Other acute pancreatitis without necrosis or infection
ICD-10 K85.80 is a billable code used to indicate a diagnosis of other acute pancreatitis without necrosis or infection.
K85.80 refers to 'Other acute pancreatitis without necrosis or infection,' a condition characterized by the sudden onset of inflammation of the pancreas. Clinically, patients may present with severe abdominal pain, nausea, vomiting, and elevated serum amylase and lipase levels. The pancreas, located behind the stomach, plays a crucial role in digestion and glucose metabolism. Acute pancreatitis can arise from various etiologies, including gallstones, alcohol consumption, and certain medications. In cases classified under K85.80, the inflammation does not involve necrosis (tissue death) or infection, distinguishing it from more severe forms of pancreatitis. Disease progression can vary, with some patients recovering fully while others may experience complications. Diagnostic considerations include imaging studies such as abdominal ultrasound or CT scans to assess pancreatic inflammation and rule out complications. Accurate diagnosis is essential for appropriate management and treatment, which may include supportive care, dietary modifications, and addressing underlying causes.

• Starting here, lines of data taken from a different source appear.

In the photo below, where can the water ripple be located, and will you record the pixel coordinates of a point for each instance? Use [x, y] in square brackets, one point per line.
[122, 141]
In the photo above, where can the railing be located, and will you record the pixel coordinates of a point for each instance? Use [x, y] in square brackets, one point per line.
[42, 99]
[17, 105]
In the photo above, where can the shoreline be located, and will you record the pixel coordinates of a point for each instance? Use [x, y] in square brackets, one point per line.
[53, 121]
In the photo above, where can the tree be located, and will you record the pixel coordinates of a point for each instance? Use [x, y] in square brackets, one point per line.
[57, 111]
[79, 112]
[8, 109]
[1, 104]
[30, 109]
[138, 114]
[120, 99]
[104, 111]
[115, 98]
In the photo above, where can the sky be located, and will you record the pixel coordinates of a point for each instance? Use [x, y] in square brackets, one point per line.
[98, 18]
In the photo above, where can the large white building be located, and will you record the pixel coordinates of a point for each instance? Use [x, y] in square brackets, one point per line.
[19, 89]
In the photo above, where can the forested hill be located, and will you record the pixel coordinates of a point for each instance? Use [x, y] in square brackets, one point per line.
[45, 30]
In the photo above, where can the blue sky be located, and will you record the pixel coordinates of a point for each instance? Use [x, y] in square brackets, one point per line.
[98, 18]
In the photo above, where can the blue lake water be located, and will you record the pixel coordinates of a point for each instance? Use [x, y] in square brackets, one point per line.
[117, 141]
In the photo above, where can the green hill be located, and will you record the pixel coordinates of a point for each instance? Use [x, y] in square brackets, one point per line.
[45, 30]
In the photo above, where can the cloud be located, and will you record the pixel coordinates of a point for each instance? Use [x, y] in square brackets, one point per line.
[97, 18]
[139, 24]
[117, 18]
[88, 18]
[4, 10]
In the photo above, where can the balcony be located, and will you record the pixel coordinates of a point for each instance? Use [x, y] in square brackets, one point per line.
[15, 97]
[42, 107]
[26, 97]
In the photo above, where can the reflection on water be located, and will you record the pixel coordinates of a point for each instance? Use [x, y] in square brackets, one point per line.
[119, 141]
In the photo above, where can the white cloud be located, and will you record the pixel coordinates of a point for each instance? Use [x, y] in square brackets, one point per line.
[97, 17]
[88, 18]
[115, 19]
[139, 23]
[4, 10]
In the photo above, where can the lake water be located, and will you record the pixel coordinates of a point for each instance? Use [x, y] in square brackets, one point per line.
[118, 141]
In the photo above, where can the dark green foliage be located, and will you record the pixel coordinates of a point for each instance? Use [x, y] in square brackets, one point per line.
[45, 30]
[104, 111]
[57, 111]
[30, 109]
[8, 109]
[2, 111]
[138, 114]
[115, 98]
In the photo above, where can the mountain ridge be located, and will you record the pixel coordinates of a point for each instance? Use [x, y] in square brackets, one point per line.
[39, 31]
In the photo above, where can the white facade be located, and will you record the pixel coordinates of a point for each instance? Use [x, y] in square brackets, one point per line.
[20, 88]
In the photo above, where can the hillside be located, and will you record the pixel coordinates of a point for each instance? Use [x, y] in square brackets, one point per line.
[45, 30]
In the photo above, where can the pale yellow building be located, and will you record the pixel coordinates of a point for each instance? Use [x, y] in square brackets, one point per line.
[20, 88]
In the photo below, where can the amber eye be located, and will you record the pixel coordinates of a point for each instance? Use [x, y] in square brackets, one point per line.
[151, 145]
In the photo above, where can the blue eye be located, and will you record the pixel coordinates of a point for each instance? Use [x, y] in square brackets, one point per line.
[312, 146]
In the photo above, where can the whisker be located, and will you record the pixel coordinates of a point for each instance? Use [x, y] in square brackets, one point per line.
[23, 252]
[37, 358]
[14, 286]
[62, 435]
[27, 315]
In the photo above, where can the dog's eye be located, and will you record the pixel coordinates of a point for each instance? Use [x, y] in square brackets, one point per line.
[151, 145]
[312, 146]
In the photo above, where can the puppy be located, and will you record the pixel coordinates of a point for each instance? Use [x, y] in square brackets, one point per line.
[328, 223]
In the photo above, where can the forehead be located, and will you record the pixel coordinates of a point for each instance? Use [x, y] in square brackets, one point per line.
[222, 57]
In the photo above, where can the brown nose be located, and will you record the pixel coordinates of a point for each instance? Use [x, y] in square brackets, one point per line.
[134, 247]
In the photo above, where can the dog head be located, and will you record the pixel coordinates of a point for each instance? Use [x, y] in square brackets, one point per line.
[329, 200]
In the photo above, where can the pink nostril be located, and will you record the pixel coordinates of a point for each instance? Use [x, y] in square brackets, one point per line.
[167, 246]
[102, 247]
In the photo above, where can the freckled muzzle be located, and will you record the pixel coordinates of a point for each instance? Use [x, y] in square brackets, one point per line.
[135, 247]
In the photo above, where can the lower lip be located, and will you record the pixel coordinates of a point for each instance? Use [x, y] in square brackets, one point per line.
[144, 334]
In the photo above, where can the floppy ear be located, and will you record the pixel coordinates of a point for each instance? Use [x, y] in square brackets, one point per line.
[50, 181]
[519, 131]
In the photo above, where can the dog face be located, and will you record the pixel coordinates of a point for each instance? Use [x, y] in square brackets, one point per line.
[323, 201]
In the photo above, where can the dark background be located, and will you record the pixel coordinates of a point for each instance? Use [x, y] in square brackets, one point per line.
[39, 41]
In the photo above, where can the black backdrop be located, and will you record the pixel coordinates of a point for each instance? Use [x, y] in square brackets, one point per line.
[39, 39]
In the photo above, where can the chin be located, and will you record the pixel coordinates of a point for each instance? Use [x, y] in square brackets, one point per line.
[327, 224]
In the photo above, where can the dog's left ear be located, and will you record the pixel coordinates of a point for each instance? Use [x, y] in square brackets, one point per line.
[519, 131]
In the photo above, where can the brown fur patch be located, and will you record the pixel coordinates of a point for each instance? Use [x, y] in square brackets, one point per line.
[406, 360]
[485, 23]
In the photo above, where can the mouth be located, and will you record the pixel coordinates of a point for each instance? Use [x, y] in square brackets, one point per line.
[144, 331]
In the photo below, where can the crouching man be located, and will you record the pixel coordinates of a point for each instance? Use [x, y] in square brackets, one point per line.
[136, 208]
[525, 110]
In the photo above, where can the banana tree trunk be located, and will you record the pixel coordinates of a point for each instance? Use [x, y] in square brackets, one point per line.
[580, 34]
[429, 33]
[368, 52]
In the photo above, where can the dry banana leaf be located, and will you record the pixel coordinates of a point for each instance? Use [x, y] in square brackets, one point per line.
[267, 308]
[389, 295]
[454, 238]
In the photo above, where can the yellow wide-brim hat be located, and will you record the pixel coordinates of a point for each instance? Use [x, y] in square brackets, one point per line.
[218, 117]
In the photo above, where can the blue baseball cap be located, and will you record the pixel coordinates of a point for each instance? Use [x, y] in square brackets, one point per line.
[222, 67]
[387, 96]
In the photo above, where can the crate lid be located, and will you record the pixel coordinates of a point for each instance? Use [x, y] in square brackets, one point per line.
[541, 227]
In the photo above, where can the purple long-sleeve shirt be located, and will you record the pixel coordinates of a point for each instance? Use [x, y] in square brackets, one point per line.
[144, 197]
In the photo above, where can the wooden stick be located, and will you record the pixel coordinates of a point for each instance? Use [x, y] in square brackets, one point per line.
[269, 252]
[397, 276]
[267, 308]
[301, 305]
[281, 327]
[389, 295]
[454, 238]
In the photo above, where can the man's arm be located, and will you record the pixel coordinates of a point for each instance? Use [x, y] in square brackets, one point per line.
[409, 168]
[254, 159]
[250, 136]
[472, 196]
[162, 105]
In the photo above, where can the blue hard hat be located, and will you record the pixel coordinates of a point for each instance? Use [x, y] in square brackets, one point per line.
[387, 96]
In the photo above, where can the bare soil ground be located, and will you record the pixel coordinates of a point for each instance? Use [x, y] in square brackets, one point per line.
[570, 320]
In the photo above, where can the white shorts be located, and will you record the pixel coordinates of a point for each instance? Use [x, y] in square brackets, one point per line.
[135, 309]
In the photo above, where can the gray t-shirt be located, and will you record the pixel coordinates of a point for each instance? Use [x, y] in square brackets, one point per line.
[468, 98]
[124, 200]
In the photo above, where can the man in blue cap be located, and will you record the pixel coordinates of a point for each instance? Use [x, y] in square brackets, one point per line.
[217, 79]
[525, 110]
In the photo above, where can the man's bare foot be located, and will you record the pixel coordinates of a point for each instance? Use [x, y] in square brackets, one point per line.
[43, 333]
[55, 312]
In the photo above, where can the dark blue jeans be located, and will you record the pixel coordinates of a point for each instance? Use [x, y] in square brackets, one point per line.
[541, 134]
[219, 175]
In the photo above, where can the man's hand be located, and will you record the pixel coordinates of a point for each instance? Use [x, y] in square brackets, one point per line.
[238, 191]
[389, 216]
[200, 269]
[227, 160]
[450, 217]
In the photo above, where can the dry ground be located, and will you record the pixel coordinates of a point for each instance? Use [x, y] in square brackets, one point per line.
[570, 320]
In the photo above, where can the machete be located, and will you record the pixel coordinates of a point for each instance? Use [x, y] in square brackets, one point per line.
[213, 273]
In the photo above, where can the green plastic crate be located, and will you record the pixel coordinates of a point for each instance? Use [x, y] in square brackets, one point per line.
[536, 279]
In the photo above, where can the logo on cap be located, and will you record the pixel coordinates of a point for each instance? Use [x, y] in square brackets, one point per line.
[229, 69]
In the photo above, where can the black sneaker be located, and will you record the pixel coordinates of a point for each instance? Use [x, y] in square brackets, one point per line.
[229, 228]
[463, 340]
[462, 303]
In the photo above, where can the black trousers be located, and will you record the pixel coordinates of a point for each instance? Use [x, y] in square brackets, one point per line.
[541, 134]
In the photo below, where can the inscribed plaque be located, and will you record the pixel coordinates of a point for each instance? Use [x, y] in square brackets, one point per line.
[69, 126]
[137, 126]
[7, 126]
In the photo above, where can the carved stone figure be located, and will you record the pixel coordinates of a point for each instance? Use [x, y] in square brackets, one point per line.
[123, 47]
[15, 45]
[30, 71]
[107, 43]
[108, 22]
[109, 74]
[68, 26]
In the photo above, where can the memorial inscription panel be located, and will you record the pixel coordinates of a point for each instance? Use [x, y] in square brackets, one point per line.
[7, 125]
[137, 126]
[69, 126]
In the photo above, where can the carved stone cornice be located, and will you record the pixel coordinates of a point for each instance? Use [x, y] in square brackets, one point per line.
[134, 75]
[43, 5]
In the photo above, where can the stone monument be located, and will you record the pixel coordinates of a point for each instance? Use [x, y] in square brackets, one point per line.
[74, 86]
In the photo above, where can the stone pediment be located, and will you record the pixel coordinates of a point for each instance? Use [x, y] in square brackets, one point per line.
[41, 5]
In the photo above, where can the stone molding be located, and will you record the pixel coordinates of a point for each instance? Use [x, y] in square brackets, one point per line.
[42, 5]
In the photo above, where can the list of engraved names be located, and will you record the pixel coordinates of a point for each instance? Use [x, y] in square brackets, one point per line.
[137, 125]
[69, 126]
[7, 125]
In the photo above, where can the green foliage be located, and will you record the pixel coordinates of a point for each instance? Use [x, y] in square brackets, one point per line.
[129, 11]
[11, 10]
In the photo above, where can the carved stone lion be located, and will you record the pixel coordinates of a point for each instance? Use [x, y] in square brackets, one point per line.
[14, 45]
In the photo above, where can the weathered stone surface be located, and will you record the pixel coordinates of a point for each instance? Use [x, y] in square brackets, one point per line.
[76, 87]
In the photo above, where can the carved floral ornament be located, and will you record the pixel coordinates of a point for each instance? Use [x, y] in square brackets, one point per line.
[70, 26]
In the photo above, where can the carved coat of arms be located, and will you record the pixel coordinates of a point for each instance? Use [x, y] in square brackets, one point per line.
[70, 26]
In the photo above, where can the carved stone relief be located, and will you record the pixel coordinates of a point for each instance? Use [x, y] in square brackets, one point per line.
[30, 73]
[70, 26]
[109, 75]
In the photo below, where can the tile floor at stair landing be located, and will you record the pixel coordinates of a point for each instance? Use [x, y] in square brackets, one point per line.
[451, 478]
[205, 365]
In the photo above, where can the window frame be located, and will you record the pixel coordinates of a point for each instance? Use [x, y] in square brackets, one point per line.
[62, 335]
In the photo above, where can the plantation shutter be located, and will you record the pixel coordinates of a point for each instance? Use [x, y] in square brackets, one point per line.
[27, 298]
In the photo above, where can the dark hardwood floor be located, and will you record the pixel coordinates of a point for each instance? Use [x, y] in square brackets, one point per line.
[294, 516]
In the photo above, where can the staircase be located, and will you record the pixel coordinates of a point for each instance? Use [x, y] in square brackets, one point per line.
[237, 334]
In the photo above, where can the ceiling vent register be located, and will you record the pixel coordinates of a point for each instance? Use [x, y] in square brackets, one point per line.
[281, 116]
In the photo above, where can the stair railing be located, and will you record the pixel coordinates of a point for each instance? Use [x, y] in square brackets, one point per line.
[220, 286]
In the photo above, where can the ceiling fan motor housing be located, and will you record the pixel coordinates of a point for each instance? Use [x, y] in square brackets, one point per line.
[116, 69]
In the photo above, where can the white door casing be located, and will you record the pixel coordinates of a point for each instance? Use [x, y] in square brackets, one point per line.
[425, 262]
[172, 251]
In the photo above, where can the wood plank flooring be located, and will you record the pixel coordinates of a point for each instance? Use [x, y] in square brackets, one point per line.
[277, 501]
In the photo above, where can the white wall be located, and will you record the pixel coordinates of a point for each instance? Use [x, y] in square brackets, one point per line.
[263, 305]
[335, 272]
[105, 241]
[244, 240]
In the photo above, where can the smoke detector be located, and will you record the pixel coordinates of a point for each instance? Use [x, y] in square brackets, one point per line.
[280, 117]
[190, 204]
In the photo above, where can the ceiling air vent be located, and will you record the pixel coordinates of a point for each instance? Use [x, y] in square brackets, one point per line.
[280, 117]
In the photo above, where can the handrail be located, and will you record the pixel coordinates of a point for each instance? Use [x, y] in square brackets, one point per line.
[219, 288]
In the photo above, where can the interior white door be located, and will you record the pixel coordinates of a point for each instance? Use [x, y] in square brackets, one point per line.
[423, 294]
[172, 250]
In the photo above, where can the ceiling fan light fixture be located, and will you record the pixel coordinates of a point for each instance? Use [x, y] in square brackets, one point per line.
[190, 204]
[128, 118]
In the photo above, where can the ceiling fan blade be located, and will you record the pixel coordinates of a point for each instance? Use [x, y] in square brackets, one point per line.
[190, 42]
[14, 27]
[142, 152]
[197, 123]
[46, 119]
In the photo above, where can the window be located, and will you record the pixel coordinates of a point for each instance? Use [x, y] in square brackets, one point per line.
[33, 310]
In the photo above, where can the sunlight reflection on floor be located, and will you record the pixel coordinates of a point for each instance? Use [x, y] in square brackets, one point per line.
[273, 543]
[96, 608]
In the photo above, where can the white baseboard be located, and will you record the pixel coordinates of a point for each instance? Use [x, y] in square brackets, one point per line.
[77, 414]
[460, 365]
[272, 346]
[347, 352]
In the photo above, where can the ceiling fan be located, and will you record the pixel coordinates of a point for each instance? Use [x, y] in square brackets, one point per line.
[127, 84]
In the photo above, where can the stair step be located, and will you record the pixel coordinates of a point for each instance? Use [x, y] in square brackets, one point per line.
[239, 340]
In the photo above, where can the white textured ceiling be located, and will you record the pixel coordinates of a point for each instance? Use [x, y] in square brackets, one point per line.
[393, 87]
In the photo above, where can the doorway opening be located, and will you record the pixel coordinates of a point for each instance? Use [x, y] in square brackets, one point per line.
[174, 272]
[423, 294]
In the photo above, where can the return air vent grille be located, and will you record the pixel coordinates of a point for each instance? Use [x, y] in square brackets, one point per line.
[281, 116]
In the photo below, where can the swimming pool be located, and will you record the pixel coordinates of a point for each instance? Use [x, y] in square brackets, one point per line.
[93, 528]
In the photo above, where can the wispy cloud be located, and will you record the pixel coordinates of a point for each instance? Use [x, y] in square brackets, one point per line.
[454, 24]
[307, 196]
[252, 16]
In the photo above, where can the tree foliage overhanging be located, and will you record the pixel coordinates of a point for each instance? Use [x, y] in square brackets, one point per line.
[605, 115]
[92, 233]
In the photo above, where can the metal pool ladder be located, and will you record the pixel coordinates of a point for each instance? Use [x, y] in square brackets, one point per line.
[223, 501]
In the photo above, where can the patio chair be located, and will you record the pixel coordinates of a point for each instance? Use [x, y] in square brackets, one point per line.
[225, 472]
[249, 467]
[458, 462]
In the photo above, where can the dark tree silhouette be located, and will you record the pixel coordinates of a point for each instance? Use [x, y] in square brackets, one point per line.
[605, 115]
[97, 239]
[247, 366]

Standard ICD-10-CM documentation requirements apply
Various clinical presentations within this specialty area
Follow specialty-specific billing guidelines
Standard ICD-10-CM documentation requirements apply
Various clinical presentations within this specialty area
Follow specialty-specific billing guidelines
K85.80 covers cases of acute pancreatitis that do not involve necrosis or infection. This includes inflammation due to non-specific causes, such as idiopathic pancreatitis or cases where the etiology is not clearly defined.
K85.80 should be used when acute pancreatitis is diagnosed without evidence of necrosis or infection. It is essential to differentiate it from K85.81 and K85.89 based on clinical findings and imaging results.
Documentation should include clinical findings such as abdominal pain, laboratory results showing elevated pancreatic enzymes, and imaging studies that confirm the diagnosis of acute pancreatitis without necrosis or infection.